The flowchart below is used to sort in ascending order an array of length N = 100h starting at address [200h], following the principle:
Principle:
Sort each pair of successive values in the array (if they are not sorted in ascending order, swap them).
For each value of the secondary counter DX, the values to be sorted are pointed to by [SI] and [SI + 1]. Since the array has N values and the first pass is done comparing between the second-to-last and the last value, the primary counter CX will have to traverse (N - 1) values, i.e., CX = N - 1, N - 2, ..., 2, 1. This solution allows stopping the process when it is observed that the array is already sorted after one pass of the secondary counter DX through all its relevant values, even before reaching the limit of the primary counter (CX = 1).
For each pass (i) (meaning for each value of the primary counter CX = N - i), SI varies from its initial value (200h) to the value (200h + N - i - 1), giving (N - i) values. Therefore, the counter DX will take the following (N - i) values:
This translates to:
DX = N - i, N - i - 1, N - i - 2, ..., 2, 1
DX = CX, CX - 1, CX - 2, ..., 2, 1
The flowchart:
start
cx=n-1
etq:
dx=cx
si=200h
bl=0
al=[si]
bcl:
al<=[si+1]
if yes:
si=si+1
dx=dx-1
if no:
permute al,[si+1]
si=al
bl=bl+1
si=si+1
dx=dx-1
zf=1 ?
if yes:
bl=0?
if yes:
end
if no:
cx=cx-1
z=1?
if yes:
end
if no:
etq
if no:
bcl
i tried translating it to the code below:
; multi-segment executable file template.
data segment
tab db 30h,35h,23h,37h,38h,39h,31h
n dw 7
ends
stack segment
dw 128 dup(0)
ends
code segment
start:
; set segment registers:
mov ax, data
mov ds, ax
mov es, ax
sub n,1
mov cx,n
etq:
mov dx,cx
mov si,200h
mov bl,0
mov al,[si]
bcl:
cmp al,[si+1]
jbe con
mov dl,al
mov al,[si+1]
mov [si+1],dl
mov si,ax
inc bl
con:
inc si
dec dx
jnz bcl
cmp bl,0
je fin
dec cx
jnz bcl
fin:
mov ax, 4c00h ; exit to operating system.
int 21h
ends
end start ; set entry point and stop the assembler.
but it doesn't change anything.
Sort each pair of successive values in the array (if they are not sorted in ascending order, swap them).
Because you erroneously keep mov al,[si] outside of the bcl loop, you are not processing pairs of successive values.
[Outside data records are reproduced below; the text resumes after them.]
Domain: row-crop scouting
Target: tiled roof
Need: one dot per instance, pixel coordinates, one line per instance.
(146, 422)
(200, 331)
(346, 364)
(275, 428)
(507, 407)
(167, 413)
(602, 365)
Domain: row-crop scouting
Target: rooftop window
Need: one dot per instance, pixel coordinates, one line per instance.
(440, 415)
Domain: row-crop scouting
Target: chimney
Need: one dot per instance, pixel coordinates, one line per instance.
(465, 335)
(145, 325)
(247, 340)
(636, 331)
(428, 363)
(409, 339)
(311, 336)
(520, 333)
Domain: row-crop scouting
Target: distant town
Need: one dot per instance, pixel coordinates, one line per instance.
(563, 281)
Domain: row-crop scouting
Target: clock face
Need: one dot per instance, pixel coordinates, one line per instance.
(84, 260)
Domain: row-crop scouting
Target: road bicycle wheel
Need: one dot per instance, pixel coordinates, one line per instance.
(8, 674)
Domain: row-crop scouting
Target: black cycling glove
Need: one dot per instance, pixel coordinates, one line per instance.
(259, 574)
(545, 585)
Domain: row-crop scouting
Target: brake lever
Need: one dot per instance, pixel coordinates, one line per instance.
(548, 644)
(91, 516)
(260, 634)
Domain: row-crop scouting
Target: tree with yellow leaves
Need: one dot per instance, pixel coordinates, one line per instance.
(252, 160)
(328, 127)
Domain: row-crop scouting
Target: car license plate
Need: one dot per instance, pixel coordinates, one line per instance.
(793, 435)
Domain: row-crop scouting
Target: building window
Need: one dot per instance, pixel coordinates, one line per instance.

You end up comparing between non-adjacent elements.
Sort each pair of successive values in the array (if they are not sorted in ascending order, swap them).
Because you erroneously use mov si,ax based on an error in the pseudo code, the pointer SI gets destroyed and there's no telling what the results will be. The correct instruction is mov [si], al.
dec cx jnz bcl
Here the pseudo code had it right, but you erroneously wrote bcl instead of etq. I find these names bcl (boucle) and etq (étiquette) a bit too generic. Might I suggest InnerLoop and OuterLoop ?
mov dl,al
You shouldn't use the DL register within the inner loop since you are already using DX as the inner loop counter. Remember that DL is the low byte of DX, just like DH is the high byte of DX.
dec n
mov cx, n
OuterLoop:
mov dx, cx
mov si, 0200h
mov bl, 0
InnerLoop:
mov ax, [si] ; Read two adjacent byte-sized elements
cmp al, ah ; Compare
jbe con
mov [si+1], al ; Swap low -> high
mov [si], ah ; Swap high -> low
mov bl, 1 ; Testify the swap
con:
inc si
dec dx
jnz InnerLoop
test bl, bl
jz fin
dec cx
jnz OuterLoop
fin:
I have replaced your inc bl by mov bl, 1. Both instructions are the same length, but the inc bl could backfire on you (producing a so-called 'false positive') in case the number of swap operations happens to be a multiple of 256.
[edit]
The task description talks about an array located at address 200h, but the program that you have written has placed the array behind its own label and that happens to be at offset address 0 in the data segment.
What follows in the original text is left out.